Thermal degradation and kinetics stability studies of oil palm (Elaeis Guineensis) biomass-derived lignin nanoparticle and its application as an emulsifying agent

Abstract

In this paper, lignin was extracted from oil palm empty fruit branch fibers by using a soda pulping process. The homogenizing method was used to reduce the size of lignin into nanoparticles. Four different homogenization shear speeds i.e. 6400, 8400, 10,400, and 12,400 rpm were explored to control the particle size of lignin. Lignin nanoparticles (LNPs) were characterized using FT-IR, UV, TEM, SEM, zeta potential, kinetic thermal degradation, and toxicological analyses. The stability of water-in-oil (W/O) emulsions was characterized by visual observation and cross-polarized microscopy (CPM). The FT-IR results showed similar spectra of all the samples while the particle distribution from TEM demonstrated up to 98% of the samples are in the nano range.
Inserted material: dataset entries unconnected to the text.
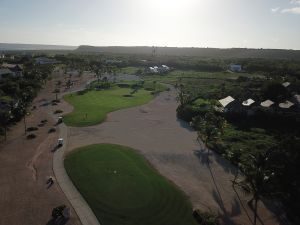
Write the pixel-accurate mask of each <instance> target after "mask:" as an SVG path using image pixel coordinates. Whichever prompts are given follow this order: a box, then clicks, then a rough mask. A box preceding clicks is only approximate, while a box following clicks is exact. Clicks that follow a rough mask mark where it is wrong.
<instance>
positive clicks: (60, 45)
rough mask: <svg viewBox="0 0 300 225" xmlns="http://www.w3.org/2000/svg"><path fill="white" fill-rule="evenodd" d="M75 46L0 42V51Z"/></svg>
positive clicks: (53, 47)
mask: <svg viewBox="0 0 300 225" xmlns="http://www.w3.org/2000/svg"><path fill="white" fill-rule="evenodd" d="M76 48H77V46H65V45H37V44H9V43H0V51H27V50H74V49H76Z"/></svg>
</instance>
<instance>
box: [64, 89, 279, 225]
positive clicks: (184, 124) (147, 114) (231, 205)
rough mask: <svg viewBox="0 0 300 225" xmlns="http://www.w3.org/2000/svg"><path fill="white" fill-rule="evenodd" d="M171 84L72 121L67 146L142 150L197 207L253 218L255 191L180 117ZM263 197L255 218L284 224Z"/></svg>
mask: <svg viewBox="0 0 300 225" xmlns="http://www.w3.org/2000/svg"><path fill="white" fill-rule="evenodd" d="M175 98H176V91H175V90H174V89H173V88H172V89H171V91H169V92H164V93H162V94H160V95H159V96H158V97H157V98H155V99H154V100H153V101H152V102H150V103H149V104H147V105H144V106H139V107H134V108H130V109H125V110H120V111H116V112H113V113H110V114H109V115H108V118H107V120H106V122H104V123H102V124H100V125H97V126H91V127H81V128H76V127H70V128H69V132H68V133H69V135H70V137H69V142H68V143H69V145H68V148H67V149H68V150H67V151H69V152H70V151H72V150H73V149H75V148H78V147H81V146H85V145H90V144H93V143H113V144H120V145H125V146H129V147H132V148H134V149H137V150H139V151H140V152H141V153H142V154H143V155H144V156H145V157H146V158H147V159H148V160H149V161H150V162H151V164H152V165H154V167H155V168H157V169H158V171H159V172H160V173H161V174H162V175H164V176H165V177H167V178H168V179H170V180H171V181H172V182H174V183H175V184H176V185H177V186H179V187H180V188H181V189H182V190H183V191H184V192H185V194H186V195H187V197H188V198H189V199H190V200H191V202H192V204H193V206H194V208H200V209H203V210H213V211H215V212H217V213H218V214H219V215H220V217H221V220H222V223H223V224H243V225H251V224H253V210H251V208H250V207H249V206H248V204H247V201H248V200H249V199H250V198H251V196H246V195H244V194H243V193H242V192H241V190H235V189H234V188H233V187H232V182H231V180H233V178H234V174H235V172H236V169H235V167H234V166H232V165H231V164H230V163H229V162H228V161H226V160H225V159H223V158H221V157H220V156H219V155H217V154H215V153H214V152H210V153H209V163H208V160H207V157H208V152H207V149H206V148H205V147H204V146H203V144H202V143H199V142H197V134H196V132H195V131H193V130H192V129H190V127H189V125H188V124H187V123H185V122H183V121H180V120H178V119H177V117H176V108H177V105H178V103H177V102H176V100H175ZM272 210H273V212H272V211H271V210H270V209H269V208H267V207H266V205H265V204H264V203H260V204H259V212H258V215H259V219H258V223H257V224H263V225H276V224H280V222H278V220H277V218H276V216H275V215H276V214H277V215H278V212H277V211H274V209H272Z"/></svg>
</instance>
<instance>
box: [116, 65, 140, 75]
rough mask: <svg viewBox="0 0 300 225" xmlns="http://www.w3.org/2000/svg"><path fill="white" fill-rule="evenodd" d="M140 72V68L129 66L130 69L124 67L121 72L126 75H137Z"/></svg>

The zeta potential of LNP12* (emulsifying agent produced from LNP12 at 12,400 rpm) was observed at |−32.0| mV and found to be the best among all samples to stabilize W/O emulsion at a ratio of 30:70 (water to oil) as a result from creaming index percentage and CPM. Therefore, LNP12 was further analyzed for shelf-life prediction using a kinetic thermal degradation study. Flynn-Wall-Ozawa and Kissinger methods were used in kinetic thermal degradation to determine the activation energy (Ea) of LNP12. It was found that both methods are in good agreement. The Ea value of LNP12 demonstrated better stability and longer shelf-life (around 20 months) at a temperature below 35 °C. LNP12 showed to be safe both, in vitro and in vivo toxicological methods at a concentration below 2000 mg/kg.